Carers are relied upon (whether family or paid carers) as a source of information about disabled children and to interpret and explain behaviour or symptoms. Professional staff can potentially feel out of their depth in terms of knowledge of a disabled child’s impairment, where the familiar developmental milestones may not apply.

Disabled children should not be left in situations where there is a high level of neglect or other forms of abuse, because a professional feels the parent, carer or service is ‘doing their best’.

Carers will need to be challenged in the same way as carers of non-disabled children.

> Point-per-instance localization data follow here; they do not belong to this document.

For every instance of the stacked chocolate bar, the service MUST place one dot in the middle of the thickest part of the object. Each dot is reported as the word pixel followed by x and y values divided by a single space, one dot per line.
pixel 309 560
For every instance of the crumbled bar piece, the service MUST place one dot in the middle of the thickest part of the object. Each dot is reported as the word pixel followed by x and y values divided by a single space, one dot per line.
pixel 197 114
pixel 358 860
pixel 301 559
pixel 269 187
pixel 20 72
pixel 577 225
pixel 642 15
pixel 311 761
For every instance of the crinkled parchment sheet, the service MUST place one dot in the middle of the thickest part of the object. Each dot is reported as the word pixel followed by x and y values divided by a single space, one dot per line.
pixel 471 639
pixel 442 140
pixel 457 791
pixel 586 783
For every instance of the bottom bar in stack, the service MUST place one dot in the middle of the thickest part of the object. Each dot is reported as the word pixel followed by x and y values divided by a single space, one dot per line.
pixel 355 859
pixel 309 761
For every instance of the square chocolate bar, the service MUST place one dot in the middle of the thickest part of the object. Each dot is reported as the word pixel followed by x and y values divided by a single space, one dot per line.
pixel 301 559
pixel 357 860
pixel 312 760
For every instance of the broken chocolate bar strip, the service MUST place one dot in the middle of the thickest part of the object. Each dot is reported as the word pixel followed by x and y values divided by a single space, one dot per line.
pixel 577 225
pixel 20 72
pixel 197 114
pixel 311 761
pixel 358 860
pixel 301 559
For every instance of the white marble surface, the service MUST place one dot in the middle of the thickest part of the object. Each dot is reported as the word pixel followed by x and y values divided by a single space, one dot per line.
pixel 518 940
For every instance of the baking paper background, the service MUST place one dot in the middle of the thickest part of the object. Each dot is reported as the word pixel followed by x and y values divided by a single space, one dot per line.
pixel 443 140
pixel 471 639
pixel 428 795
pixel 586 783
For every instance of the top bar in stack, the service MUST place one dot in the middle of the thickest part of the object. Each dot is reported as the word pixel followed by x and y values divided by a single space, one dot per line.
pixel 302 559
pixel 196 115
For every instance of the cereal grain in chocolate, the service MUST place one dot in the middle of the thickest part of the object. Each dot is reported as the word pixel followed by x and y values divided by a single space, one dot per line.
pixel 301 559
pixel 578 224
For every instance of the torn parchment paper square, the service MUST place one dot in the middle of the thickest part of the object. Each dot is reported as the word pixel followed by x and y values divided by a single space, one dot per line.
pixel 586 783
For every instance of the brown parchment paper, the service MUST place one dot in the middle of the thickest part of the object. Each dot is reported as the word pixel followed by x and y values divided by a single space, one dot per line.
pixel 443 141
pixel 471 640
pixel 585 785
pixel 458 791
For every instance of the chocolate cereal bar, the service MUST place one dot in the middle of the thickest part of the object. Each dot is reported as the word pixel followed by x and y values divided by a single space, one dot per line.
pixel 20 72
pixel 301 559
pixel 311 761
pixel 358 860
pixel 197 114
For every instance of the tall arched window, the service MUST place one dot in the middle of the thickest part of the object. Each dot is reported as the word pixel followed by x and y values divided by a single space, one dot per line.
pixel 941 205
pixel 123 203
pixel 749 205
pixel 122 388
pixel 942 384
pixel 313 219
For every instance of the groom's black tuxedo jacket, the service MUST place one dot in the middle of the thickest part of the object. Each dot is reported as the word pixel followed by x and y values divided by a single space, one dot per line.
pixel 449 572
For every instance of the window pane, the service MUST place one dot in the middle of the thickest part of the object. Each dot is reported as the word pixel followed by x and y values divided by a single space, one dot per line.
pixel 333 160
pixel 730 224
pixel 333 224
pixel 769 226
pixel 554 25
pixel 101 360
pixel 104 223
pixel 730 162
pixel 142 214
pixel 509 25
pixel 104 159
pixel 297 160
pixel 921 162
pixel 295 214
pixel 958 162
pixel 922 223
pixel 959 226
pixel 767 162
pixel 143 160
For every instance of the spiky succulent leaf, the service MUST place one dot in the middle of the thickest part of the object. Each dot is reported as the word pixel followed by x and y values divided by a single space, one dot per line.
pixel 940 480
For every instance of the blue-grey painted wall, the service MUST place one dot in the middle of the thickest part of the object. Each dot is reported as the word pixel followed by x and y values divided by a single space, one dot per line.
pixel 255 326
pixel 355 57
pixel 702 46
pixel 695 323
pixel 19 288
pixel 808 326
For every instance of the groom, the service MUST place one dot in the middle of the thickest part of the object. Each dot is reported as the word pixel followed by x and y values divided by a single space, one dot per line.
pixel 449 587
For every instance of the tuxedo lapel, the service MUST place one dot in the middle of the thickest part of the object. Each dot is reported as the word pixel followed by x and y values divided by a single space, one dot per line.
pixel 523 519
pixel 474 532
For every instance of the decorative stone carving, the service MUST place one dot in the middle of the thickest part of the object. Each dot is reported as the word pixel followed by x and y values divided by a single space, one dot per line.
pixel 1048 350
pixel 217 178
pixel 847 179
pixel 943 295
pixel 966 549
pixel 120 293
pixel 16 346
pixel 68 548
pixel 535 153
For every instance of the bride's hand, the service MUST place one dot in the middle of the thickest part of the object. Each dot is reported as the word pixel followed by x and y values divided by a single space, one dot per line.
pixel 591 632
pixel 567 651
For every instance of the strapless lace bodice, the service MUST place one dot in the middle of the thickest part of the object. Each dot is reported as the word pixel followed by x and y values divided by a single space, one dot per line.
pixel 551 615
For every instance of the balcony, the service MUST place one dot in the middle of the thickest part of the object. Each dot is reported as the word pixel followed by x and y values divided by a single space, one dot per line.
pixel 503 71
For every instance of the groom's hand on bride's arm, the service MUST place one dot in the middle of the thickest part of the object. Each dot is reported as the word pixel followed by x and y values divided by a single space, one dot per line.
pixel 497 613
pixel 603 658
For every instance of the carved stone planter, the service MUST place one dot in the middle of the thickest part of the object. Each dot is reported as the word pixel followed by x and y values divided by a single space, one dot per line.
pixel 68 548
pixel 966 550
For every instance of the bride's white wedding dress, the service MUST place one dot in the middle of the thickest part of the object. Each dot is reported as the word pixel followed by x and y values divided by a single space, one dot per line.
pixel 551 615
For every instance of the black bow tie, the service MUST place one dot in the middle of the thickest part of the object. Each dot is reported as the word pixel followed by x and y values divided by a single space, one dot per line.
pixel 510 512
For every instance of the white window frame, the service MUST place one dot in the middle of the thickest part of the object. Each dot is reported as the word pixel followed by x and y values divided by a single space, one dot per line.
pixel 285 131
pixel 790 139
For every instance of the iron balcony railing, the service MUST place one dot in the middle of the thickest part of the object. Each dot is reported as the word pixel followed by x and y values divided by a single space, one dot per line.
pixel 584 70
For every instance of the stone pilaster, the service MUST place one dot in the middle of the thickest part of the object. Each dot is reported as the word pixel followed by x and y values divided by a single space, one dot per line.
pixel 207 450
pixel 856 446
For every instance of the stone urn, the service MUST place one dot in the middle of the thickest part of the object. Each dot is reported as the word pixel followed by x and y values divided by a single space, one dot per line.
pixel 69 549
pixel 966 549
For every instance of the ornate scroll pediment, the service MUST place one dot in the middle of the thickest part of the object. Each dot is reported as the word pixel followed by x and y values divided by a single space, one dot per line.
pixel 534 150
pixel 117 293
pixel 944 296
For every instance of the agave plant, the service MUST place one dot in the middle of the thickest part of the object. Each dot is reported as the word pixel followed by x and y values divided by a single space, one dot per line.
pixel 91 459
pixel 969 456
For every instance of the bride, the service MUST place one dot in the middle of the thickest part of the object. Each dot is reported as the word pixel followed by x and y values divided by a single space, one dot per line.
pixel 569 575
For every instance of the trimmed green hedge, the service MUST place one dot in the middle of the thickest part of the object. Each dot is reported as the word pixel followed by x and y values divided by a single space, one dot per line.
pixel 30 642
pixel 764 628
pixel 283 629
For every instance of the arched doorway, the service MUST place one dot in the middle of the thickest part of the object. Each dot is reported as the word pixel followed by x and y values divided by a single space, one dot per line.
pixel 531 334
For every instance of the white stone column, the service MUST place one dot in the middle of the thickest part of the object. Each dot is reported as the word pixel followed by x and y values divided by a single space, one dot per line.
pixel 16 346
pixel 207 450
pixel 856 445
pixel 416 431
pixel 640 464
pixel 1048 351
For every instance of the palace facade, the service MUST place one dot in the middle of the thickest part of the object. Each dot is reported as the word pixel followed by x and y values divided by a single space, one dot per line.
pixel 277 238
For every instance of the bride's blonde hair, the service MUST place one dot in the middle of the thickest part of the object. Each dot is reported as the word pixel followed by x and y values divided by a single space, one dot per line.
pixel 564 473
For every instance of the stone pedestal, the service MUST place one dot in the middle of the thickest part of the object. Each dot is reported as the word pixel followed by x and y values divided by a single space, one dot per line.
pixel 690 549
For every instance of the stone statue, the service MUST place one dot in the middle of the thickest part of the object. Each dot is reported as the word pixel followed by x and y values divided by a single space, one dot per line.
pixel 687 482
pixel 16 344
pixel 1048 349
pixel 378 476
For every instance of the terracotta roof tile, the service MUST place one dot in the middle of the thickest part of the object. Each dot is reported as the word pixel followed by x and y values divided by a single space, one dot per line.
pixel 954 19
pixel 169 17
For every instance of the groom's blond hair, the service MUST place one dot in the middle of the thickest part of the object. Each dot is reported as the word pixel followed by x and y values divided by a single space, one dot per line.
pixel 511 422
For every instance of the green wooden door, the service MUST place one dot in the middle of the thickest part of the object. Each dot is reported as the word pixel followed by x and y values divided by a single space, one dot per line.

Where there are communication impairments or learning difficulties, particular attention should be paid to the communications needs of the child to ascertain the child’s perception of events and his or her wishes and feelings.

Children’s Services and the Police should be aware of non-verbal communication systems and should contact suitable interpreters and facilitators.

Agencies must not make assumptions about the inability of a disabled child to give credible evidence, or to withstand the rigours of the Court process.

Each child should be assessed carefully and supported where relevant to participate in the criminal justice system when this is in their interests as set out in Achieving Best Evidence in Criminal Proceedings: Guidance on Vulnerable and Intimidated Witnesses (Home Office 2011) which includes comprehensive guidance on planning and conducting interviews with children and a specific section about interviewing disabled children.

Participation in all forms of meetings such as Child Protection Conferences and Core Groups must be encouraged and facilitated. The use of specialist advocates should be considered.